Overview of Student Research Papers - From 2021 to 2024, 117 students (60 undergraduate, 57 graduate) have completed Fundamentals of Global Health. Writing the research paper that is the focus of this project is required of graduate students only. Of 54 completed research papers, 28 (51.8%) students accepted the invitation to collaborate as authors (Supplemental Table 1). Infectious diseases of global health consequence and the regional concentrations of the research papers are summarized in Fig. 2. This included 20 viral infections, 5 bacterial infections and 3 parasitic infections. High representation of papers focused on COVID-19 stemmed from student interests in the pandemic during the 2021 and 2022 course offerings.
The further perspectives students took to assess the complexity of the infectious diseases of global health importance, based on weekly modules presented during the course, are summarized in Table 1. Taken together, data from Fig. 2 and Table 1, illustrate that the content of the research papers was unique to the individual students.
Assessment of ChatGPT4o Global Health Research Papers - ChatGPT4o Narrative – The 28 ChatGPT4o-generated papers (Supplemental Table 1) were first evaluated based on the word-length targets provided in the prompt guidelines Results in Fig. 3 show that the content generated by ChatGPT4o was significantly shorter (red crosses) than targets (blue dashed lines/boxes) suggested for the Introduction P1, P2, P3 sections and total paper; word-length of the Summary section met the suggested target. A cross comparison also demonstrated the content generated by ChatGPT was significantly (p < 0.001) shorter than student written papers.
All students indicated that the ChatGPT4o paper included an Introduction that followed prompt guidelines. Results summarizing student responses to the 5 Likert scale items (1 = Significantly inferior; 2 = Inferior; 3 = Similar; 4 = Somewhat better; 5 = Significantly better) are presented in Fig. 4. An overall evaluation of the student surveys suggested that the majority of the students evaluated the AI-generated paper as inferior or similar to their own paper (overall satisfaction average = 2.39 (1.61–3.17); 2 = Significantly inferior; 16 = Inferior; 7 = Similar; 3 = Somewhat better; 0 = Significantly better).

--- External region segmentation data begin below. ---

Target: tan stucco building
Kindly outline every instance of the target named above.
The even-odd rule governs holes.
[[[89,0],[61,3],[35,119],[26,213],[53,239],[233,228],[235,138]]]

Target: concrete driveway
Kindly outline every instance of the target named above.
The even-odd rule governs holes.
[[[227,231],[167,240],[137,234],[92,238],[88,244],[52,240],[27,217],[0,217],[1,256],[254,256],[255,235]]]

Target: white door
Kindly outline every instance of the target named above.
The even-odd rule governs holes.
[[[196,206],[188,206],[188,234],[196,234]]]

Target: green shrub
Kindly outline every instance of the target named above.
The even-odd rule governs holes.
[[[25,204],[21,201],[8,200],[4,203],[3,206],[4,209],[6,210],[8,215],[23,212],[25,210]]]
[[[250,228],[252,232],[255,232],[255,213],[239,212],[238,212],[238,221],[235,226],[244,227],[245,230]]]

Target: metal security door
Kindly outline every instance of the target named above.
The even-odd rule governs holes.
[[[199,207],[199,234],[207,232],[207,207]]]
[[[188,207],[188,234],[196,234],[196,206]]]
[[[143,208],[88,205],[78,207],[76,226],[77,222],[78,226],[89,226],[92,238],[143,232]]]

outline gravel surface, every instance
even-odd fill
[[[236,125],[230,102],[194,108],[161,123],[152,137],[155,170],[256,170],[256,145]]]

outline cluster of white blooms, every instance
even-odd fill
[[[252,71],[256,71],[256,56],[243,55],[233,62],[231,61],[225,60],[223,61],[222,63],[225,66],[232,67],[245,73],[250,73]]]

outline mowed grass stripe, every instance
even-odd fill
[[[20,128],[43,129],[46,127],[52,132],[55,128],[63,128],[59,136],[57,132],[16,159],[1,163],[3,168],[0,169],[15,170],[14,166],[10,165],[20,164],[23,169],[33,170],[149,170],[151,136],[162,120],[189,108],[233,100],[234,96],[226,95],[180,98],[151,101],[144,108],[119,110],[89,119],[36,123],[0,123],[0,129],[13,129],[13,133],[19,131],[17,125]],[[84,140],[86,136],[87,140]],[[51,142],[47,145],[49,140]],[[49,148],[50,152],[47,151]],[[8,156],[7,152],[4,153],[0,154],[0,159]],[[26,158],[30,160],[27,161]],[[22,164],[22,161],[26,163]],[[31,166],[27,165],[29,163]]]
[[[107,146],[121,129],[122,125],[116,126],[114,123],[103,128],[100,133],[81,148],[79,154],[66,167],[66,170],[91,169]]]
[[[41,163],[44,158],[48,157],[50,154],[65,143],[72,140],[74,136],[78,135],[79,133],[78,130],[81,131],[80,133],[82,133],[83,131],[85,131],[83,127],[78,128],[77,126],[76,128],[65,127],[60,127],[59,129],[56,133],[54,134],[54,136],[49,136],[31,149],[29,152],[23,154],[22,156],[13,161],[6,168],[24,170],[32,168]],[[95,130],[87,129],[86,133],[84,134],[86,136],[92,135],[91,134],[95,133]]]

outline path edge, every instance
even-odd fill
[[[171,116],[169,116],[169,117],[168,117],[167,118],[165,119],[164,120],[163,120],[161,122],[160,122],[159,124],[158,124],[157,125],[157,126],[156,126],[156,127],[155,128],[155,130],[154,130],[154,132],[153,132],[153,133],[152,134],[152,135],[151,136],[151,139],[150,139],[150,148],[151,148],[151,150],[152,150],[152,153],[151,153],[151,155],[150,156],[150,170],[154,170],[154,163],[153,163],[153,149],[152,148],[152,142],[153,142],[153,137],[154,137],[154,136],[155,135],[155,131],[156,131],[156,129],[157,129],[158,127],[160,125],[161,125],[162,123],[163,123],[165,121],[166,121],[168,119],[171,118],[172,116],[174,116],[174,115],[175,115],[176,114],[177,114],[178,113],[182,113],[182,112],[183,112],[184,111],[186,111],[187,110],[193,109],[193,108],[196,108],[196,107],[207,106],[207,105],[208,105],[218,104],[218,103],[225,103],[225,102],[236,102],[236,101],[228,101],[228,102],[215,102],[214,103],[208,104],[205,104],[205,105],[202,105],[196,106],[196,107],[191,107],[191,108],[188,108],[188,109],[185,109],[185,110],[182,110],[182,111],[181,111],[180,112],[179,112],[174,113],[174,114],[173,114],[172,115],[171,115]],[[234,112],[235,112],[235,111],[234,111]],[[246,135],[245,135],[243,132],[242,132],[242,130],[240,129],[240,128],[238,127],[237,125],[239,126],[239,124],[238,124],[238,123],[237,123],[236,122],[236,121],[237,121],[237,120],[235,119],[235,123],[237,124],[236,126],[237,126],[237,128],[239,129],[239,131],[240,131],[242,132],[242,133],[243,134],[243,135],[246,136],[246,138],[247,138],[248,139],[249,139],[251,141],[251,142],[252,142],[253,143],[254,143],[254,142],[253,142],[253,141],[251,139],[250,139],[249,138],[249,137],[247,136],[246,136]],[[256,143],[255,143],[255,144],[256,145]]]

Individual student responses showed both within and between variation. Only four of the 28 students selected the same score for all 5 survey items (students 6, 8, 14 and 20), responding with a score of 2 to each item. All other students entered different responses among the 5 items, suggesting that the students evaluated each component of the research paper independently. Consistent with the inferior assessment of the AI-generated paper, the average individual student responses for the 5 queries showed that 17 scores (60.7%) were < 2.9; 7 scores (25%) were between 3.0 to 3.9; 4 scores (60,7%) were ≥ 4.0. Additionally, for the 5 Likert scale items, we found that the upper bound of the standard deviation was less than 2.9 for 17 students (60.7%), 3-3.9 for 7 students (14.3%) and 4-4.9 for 4 students (14.3%) (Supplemental Table 2). By this individual student assessment, the majority of the students felt that the AI-generated paper was inferior to the paper that they had written; 12% indicated that the AI-generated paper was superior.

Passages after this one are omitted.